If the Value or Profile (Fourier) options of the Characteristic of Interest parameter are chosen, the locations of the space-time cube are clustered using the k-means algorithm. This algorithm is conceptually similar to k-medoids, but it can be performed without calculating the difference between every pair of locations. Instead, it will start by randomly selecting locations as representatives of each cluster. Initial clusters are then generated by assigning all remaining locations to the cluster whose representative is most similar to the location. A new representative for each cluster is then calculated by averaging the time series within each cluster. For Value, this new representative is the average of each time step of each time series in the cluster. For Profile (Fourier), this new representative is the average of the weights of each basis function. Unlike k-medoids, these new representatives will generally not correspond to any individual location in the space-time cube. Each time series is again assigned to the cluster whose representative is most similar, and new average representatives are calculated. This process repeats until the algorithm converges, meaning that the clusters do not change after the repetition. At this point, continuing the process would result in the same clusters over and over. These are the clusters that are returned by the tool.

As with the k-medoids algorithm above, the k-means algorithm can provide different clustering results depending on the initial random cluster representatives.

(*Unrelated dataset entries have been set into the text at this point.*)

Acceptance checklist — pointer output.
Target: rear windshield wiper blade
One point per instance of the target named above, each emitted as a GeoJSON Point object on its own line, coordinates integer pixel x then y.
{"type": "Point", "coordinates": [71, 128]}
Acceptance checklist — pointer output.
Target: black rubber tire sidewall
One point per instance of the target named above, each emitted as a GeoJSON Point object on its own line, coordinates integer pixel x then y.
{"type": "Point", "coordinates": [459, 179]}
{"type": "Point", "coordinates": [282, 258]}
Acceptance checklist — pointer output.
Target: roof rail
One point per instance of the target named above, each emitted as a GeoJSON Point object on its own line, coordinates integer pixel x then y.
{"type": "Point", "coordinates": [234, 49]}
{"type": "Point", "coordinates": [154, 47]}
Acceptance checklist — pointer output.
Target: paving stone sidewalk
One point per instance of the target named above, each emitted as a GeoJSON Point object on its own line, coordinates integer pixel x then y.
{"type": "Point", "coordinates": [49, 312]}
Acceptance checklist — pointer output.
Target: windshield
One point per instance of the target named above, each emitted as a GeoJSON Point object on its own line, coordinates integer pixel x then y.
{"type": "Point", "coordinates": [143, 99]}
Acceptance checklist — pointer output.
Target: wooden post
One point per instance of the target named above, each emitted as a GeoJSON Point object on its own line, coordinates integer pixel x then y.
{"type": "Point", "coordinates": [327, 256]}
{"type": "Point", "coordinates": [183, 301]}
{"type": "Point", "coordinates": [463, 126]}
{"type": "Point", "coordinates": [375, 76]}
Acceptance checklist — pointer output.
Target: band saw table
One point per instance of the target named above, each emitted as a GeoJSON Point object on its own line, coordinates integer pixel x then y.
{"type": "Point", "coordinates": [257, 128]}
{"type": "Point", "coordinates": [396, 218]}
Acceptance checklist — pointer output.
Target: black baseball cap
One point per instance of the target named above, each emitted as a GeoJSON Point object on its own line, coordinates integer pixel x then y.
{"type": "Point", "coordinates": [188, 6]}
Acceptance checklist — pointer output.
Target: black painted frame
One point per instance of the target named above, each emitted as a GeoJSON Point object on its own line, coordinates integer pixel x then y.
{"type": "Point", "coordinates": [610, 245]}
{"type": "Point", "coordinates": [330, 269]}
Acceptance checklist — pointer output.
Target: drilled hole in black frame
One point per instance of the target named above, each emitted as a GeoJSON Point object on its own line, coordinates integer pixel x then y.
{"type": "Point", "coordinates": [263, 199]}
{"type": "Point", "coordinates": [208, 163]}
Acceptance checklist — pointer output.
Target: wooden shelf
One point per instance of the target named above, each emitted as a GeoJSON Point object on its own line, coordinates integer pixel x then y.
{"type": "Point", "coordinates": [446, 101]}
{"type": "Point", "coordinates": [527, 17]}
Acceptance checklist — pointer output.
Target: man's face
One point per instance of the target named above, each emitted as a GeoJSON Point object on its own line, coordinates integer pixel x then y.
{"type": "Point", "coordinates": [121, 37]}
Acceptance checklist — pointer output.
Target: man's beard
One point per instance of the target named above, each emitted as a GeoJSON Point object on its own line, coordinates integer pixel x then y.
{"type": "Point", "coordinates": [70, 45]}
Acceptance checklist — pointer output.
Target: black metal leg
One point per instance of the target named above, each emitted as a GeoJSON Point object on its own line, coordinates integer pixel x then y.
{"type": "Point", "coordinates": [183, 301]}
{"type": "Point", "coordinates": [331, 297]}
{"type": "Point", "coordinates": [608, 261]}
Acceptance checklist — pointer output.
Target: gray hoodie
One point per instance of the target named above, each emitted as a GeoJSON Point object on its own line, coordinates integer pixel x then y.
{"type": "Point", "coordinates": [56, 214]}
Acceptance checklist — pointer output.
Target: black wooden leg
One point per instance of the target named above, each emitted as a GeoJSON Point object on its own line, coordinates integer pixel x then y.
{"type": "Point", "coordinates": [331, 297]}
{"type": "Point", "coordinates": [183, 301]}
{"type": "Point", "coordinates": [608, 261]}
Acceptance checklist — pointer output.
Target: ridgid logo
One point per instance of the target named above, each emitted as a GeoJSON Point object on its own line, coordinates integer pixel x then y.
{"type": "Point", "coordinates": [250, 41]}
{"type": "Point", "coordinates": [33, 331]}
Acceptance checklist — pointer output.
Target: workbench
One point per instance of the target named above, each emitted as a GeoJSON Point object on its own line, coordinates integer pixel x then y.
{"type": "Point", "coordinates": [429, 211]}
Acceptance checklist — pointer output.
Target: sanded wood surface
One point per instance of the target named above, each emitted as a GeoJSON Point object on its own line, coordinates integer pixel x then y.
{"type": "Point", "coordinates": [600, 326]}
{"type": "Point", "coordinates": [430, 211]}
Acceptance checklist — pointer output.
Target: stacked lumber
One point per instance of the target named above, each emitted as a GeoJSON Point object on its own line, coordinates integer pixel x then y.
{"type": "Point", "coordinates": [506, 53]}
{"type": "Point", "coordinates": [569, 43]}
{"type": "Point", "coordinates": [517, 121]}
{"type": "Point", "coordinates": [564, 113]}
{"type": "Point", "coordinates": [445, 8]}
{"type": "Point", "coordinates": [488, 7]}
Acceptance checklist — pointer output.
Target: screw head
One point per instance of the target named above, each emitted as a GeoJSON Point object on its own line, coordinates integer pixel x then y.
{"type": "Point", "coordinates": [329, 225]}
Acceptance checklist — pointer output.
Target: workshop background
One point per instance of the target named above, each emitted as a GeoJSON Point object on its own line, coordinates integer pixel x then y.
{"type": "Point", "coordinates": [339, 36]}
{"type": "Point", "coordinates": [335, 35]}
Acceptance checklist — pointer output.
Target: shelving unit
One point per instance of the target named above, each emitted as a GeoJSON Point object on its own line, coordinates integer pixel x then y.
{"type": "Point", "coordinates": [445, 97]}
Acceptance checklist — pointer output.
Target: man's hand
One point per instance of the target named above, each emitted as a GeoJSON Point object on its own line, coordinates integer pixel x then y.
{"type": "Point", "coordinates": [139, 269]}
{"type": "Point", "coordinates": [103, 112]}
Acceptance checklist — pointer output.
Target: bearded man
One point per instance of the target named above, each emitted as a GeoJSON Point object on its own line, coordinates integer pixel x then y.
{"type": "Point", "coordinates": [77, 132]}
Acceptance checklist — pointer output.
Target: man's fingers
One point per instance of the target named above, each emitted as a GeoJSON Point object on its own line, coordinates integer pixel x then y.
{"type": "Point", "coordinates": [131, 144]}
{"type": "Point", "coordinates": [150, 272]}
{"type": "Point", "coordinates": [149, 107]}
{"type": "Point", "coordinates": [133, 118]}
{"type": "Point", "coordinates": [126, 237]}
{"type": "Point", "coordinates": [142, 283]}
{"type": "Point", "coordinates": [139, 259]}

You are encouraged to run the tool several times to see different possible clustering results.

Optimal number of clusters

When you leave the Number of Clusters parameter empty, the tool will evaluate the optimal number of clusters, and the value will be reported in the messages window. Determining the number of clusters is one of the most difficult aspects of clustering workflows, and this tool identifies an optimal number by trying different numbers of clusters and identifying the one that results in the most effective clustering.

The tool will try each value between 2 and 10 numbers of clusters, and it will repeat each value 10 times using random starting values in the clustering algorithms. If Profile (Correlation) is used with more than 10,000 points, the CLARA algorithm will instead run 20 times for each of the 9 possible numbers of clusters. For each of these 90 (or 180) clustering results (10 or 20 from each of the 9 possible numbers of clusters), a pseudo-F statistic is calculated by dividing the squared errors to the global medoid by the squared errors to the cluster medoids, correcting for the use of larger numbers of clusters. This can be interpreted as the ratio of between-group similarity to within-group similarity. Larger values of the pseudo-F statistic indicate that the time series are more similar to the representative time series of their cluster than they are to the representative of the entire dataset, which indicates effective clustering. For more information, along with formulas for calculating the pseudo-F statistic, see How Multivariate Clustering works.

Determining the optimal number of clusters is the most computationally intensive portion of the tool, so you are encouraged to provide a value if you know how many clusters you want.

Additional resources

For more information about the theory of time series clustering, see the following:

  • Pablo Montero, José A. Vilar (2014). TSclust: An R Package for Time Series Clustering. Journal of Statistical Software. 62(1), 1-43. URL https://www.jstatsoft.org/v62/i01/.

For more information about functional data analysis, see the following:

  • Ramsay, J. O., Silverman, B.W. (2006). Functional Data Analysis. DOI: 10.1007/b98888

For more information about k-medoids, see the following:

  • Kaufman, L., and P. J. Rousseau (2009). Finding groups in data: an introduction to cluster analysis (Vol. 344). John Wiley & Sons

For more information about k-means, see the following:

  • Lloyd, Stuart (1982). Least squares quantization in PCM. IEEE transactions on information theory 28.2: 129-137.
  • Arthur, David, and Sergei Vassilvitskii (2006). k-means++: The advantages of careful seeding. Stanford.